The Australian biotechnology company Immutep Limited, has presented positive final data from the phase II clinical trial TACTI-002 at the European Lung Cancer Congress 2023. The trial aimed to determine the effectiveness of eftilagimod alpha (efti), in combination with pembrolizumab, an anti-PD-L1 therapy, to treat metastatic non-small cell lung cancer patients who had previously failed treatment with anti-PD-L1 therapy. Patients receiving the combination of efti and pembrolizumab had a 21-months OS rate of 39%, which compares favourably to typical 10-15% OS rate for standard-of-care chemotherapy.

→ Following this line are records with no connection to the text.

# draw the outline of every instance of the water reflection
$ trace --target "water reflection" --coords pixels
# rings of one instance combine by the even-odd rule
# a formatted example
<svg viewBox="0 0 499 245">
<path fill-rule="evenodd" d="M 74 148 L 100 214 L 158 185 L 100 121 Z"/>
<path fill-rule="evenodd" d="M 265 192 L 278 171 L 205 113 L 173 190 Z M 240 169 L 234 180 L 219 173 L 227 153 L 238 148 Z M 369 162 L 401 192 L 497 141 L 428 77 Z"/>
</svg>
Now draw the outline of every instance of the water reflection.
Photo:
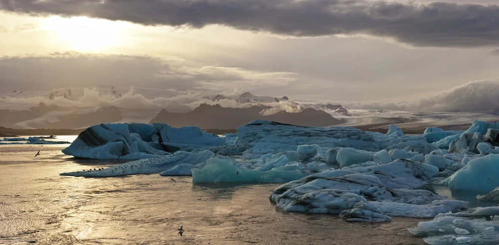
<svg viewBox="0 0 499 245">
<path fill-rule="evenodd" d="M 261 183 L 255 184 L 254 182 L 219 182 L 219 183 L 193 183 L 192 191 L 205 192 L 208 196 L 211 197 L 213 200 L 230 200 L 233 198 L 234 194 L 236 192 L 244 190 L 251 189 L 256 185 L 260 186 L 268 186 L 269 190 L 275 188 L 275 184 Z M 270 195 L 270 192 L 269 192 Z"/>
<path fill-rule="evenodd" d="M 453 191 L 447 186 L 436 185 L 428 185 L 425 189 L 430 191 L 441 196 L 445 196 L 450 199 L 465 201 L 468 202 L 468 208 L 477 207 L 493 207 L 498 206 L 497 203 L 490 202 L 480 202 L 477 200 L 477 196 L 485 193 L 471 191 Z"/>
</svg>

Non-small cell lung cancer (NSCLC) is a debilitating disease with a low survival rate. While recent advances in immunotherapy with anti-PD-L1 drugs have led to improved outcomes, a proportion of NSCLC patients does not benefit from this treatment modality.1 As such, there is a need for new and more effective therapies to treat advanced NSCLC. Efti is a soluble lymphocyte activation gene-3 (LAG-3) protein. It is a first-in-class antigen presenting cell (APC) activator that stimulates both innate and adaptive immunity for the treatment of cancer. Efti binds to and activates antigen-presenting cells via MHC II molecules leading to expansion and proliferation of CD8+ (cytotoxic) T cells, CD4+ (helper) T cells, dendritic cells, NK cells, and monocytes. It also upregulates the expression of key biological molecules like IFN-ƴ and CXCL10 that further boost the immune system’s ability to fight cancer. Efti is under evaluation for a variety of solid tumours including non-small cell lung cancer (NSCLC), metastatic melanoma, and metastatic breast cancer.2,3
The phase II trial TACTI-002 enrolled a total of 36 NSCLC patients with confirmed disease progression who previously failed treatment with anti-PD-L1 therapy. The primary objective of the study was to determine the overall response rate (ORR) of the two treatment groups, while secondary objectives included progression-free survival (PFS), overall survival (OS), and safety assessments.
The combination of efti plus pembrolizumab achieved a median Overall Survival (mOS) of 9.9 months with a 39% OS rate at 21 months. This compares favourably to typical 6-9 months mOS and a 10-15% 21 month OS-rate obtained with standard-of-care chemotherapy in this setting. Additionally, 83.3% of patients showed shrinkage (33%) or deceleration of tumour growth (50%). Efti plus pembrolizumab came with an ORR of 8.3% and a 6-month PFS rate of 25% in all-comer PD-L1 patient population with 75% of patients having negative or low PD-L1 expression. In patients with high PD-L1 expression the ORR was higher at 33.3%, with a 6-month PFS rate of 50%. Efti plus pembrolizumab was well tolerated without any new safety signals, and there was no treatment discontinuation due to adverse reactions.
Overall, the positive results from the TACTI-002 trial identify efti as a promising new treatment option for patients with advanced NSCLC who failed previous treatment with anti-PD-L1 therapy.. The combination of efti and pembrolizumab has significant potential to safely improve outcomes for NSCLC patients.